For years afterward, Uhtred serves as an oarsman to a Danish trader, rowing across the channel from England to Europe and back and even going as far as Iceland. Uhtred makes friends with another slave, an Irishman, and it is their vows of revenge that keep them alive, always waiting for the perfect opportunity to escape. Their chance of escape comes from an unlikely source, and with his new found freedom, Uhtred returns to Northumbria to exact revenge on Kjartan and on his uncle, who currently holds the castle at Bebbanburg.
Old friends from the first two books re-emerge to help Uhtred capture Kjartan’s main fortress at Dunholm. Ragnar Ragnarson and Brida return as does Beocca, King Alfred’s priest. The battles in this book are more violent than the last two as chaos reigns supreme in the lands of Northumbria and Bernicia.
Uhtred’s character is still the warrior, always the warrior, but his approach to handling situations is beginning to mature. While he would prefer just to kill and be done with it, he is beginning to realize that it is not always the most feasible course of action, and it seems he is starting to understand and respect Alfred a bit more. The two will never like each other, but Uhtred seems to accept on some level that Alfred is a good king, and he even advises Guthred based on what Alfred would have done. I think the maturity of Uhtred’s character is the most interesting aspect of Lords of the North. He now understands that it takes more than swords to win a war.

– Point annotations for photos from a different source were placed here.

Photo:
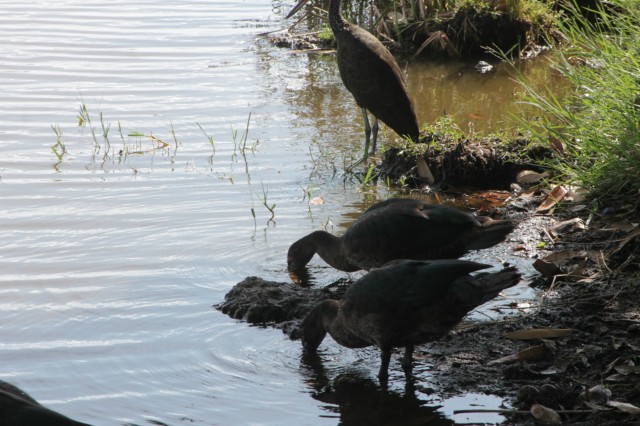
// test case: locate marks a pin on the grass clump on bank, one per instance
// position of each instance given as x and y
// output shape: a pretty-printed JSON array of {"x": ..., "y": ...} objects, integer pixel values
[
  {"x": 597, "y": 131},
  {"x": 453, "y": 28}
]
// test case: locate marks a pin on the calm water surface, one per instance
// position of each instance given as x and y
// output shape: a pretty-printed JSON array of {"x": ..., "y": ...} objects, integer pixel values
[{"x": 114, "y": 253}]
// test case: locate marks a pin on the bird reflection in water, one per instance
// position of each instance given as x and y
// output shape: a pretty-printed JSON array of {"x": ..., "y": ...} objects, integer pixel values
[{"x": 358, "y": 400}]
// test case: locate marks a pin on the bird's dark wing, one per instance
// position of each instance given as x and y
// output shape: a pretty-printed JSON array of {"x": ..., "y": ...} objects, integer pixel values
[
  {"x": 408, "y": 229},
  {"x": 409, "y": 282}
]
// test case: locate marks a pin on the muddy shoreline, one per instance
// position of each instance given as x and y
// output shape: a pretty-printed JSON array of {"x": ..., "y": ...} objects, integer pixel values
[{"x": 588, "y": 284}]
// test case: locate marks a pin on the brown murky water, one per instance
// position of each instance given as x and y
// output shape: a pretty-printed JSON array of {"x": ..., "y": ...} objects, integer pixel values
[{"x": 119, "y": 236}]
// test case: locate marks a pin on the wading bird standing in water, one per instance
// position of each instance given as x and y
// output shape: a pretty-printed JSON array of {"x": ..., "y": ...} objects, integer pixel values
[
  {"x": 400, "y": 228},
  {"x": 372, "y": 76},
  {"x": 402, "y": 304}
]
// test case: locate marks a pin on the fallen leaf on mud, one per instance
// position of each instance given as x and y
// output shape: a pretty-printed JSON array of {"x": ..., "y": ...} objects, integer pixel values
[
  {"x": 563, "y": 256},
  {"x": 620, "y": 226},
  {"x": 538, "y": 333},
  {"x": 545, "y": 414},
  {"x": 630, "y": 236},
  {"x": 596, "y": 407},
  {"x": 571, "y": 225},
  {"x": 617, "y": 378},
  {"x": 529, "y": 176},
  {"x": 423, "y": 170},
  {"x": 533, "y": 352},
  {"x": 624, "y": 406},
  {"x": 556, "y": 144},
  {"x": 596, "y": 394},
  {"x": 627, "y": 369},
  {"x": 547, "y": 269},
  {"x": 576, "y": 195},
  {"x": 556, "y": 195},
  {"x": 487, "y": 199}
]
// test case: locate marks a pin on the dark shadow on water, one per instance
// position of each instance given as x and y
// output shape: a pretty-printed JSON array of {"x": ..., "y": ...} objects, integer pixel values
[{"x": 359, "y": 400}]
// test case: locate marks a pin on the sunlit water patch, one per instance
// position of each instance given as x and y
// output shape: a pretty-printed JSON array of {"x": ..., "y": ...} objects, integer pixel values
[{"x": 155, "y": 153}]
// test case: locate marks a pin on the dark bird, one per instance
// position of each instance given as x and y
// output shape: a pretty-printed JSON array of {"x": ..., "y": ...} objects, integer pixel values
[
  {"x": 400, "y": 228},
  {"x": 402, "y": 304},
  {"x": 372, "y": 76},
  {"x": 18, "y": 408}
]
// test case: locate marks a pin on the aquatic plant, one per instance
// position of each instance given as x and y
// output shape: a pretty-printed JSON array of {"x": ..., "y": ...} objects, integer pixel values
[{"x": 595, "y": 132}]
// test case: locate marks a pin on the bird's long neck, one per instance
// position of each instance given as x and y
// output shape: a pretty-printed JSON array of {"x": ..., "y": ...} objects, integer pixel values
[
  {"x": 336, "y": 21},
  {"x": 329, "y": 248}
]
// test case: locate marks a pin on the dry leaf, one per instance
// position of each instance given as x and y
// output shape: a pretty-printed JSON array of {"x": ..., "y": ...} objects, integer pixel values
[
  {"x": 571, "y": 225},
  {"x": 483, "y": 200},
  {"x": 620, "y": 226},
  {"x": 529, "y": 176},
  {"x": 624, "y": 406},
  {"x": 424, "y": 171},
  {"x": 547, "y": 269},
  {"x": 597, "y": 394},
  {"x": 630, "y": 236},
  {"x": 596, "y": 407},
  {"x": 545, "y": 414},
  {"x": 576, "y": 194},
  {"x": 533, "y": 352},
  {"x": 554, "y": 197},
  {"x": 556, "y": 144},
  {"x": 538, "y": 333},
  {"x": 627, "y": 369},
  {"x": 563, "y": 256}
]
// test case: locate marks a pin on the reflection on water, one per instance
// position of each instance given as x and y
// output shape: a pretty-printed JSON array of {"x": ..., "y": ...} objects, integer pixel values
[
  {"x": 358, "y": 400},
  {"x": 116, "y": 245}
]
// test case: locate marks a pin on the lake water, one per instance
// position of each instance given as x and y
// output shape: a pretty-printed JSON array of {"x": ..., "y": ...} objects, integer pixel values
[{"x": 116, "y": 247}]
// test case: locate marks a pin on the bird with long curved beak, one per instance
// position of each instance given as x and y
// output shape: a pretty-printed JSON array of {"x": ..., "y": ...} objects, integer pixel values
[{"x": 372, "y": 75}]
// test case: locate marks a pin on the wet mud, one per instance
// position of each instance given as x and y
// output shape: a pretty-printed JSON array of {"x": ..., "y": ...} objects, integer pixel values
[{"x": 588, "y": 376}]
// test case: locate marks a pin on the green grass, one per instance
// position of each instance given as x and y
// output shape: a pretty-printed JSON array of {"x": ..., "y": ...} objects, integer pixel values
[{"x": 599, "y": 126}]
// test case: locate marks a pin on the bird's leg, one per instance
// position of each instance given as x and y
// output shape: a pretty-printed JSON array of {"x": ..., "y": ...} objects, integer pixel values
[
  {"x": 375, "y": 135},
  {"x": 367, "y": 133},
  {"x": 407, "y": 359},
  {"x": 385, "y": 358}
]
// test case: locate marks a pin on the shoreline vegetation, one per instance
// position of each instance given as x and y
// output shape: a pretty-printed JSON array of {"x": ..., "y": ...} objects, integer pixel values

The book also has some nice plot twists, which are characteristic of Cornwell’s other novels, and these twists keep the story unpredictable. It’s nice to have some of the other characters return and play a more prominent role, namely Ragnar, and while Alfred’s character is not featured much, we at least are beginning to have a clearer understanding of why he was successful as a leader. The Last Kingdom and The Pale Horsemen portrayed him as a weakling that no one would want to follow, but Lords of the North shifts our view of him somewhat. Hopefully, Book 4 (Sword Song), which I’m reading now, will build on that.